We all know that std :: set is a red-ebony tree (respectively, with the complexity of the search O (log n)), and std :: unordered_set is a hash table with search for a constant.
What are the advantages of a set, apart from maintaining the order of elements? If order is not important to me, is it always better to choose a hash table?

  • The set a little less memory uses, and more reliably. Hash table is a probabilistic piece though. But in general - yes, the hash - the table is usually better. - pavel
  • one
    Well, for example, memory overruns. Perhaps not a suitable (or badly written for user data) hash function, so the data is poorly hashed. As always, you need to experiment - there is no panacea ... - Harry
  • From what I read, the unorderd_set implementation uses memory allocation in small chunks (as a linked list), and under heavy load it will fragment the memory. - KoVadim
  • @KoVadim is how? ... How then to get access for O (1) if the memory is in chunks - pavel

1 answer 1

Sometimes storage in the form of an ordered array is very important from an algorithm point of view. For example, find the value (int) closest to the specified one, if the values ​​are stored in unodered_set.

Sometimes, writing an hash function to an adequate task is impossible, for example, when storing a double.

Sometimes, the expected data set is small enough. O (1) is not always faster than O (Log (n)), you can only guarantee that there is such a size of the data set on which O (1) will be faster. In practice, there are often situations when the expected number of values ​​is 3-5 pieces.
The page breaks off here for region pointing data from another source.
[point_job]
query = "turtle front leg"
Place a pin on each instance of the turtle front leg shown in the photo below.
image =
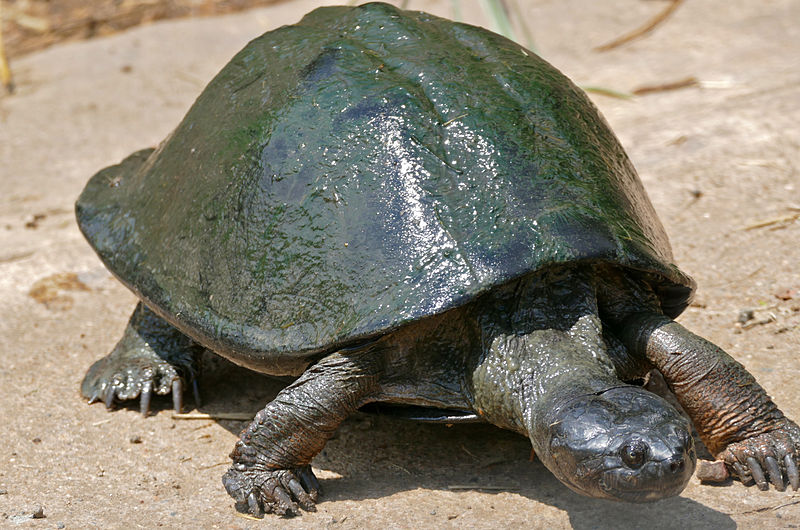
(734, 416)
(151, 357)
(271, 469)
It should also be remembered that the cost of a single hash calculation for the O (k) line (where k is the length of the string) is on average, and the cost of the comparison operator O (k) is in the worst case and O (log (n)) is on average If build random since the first characters. In this case, in the case of set only one “unfortunate” comparison will be made, when we find the desired result, but this expensive comparison will not have to be made in the case of unordered_set. If the expected rowset to search for, only with a very small probability contains the rows from set, then O (k) will be more expensive than O (log (n)).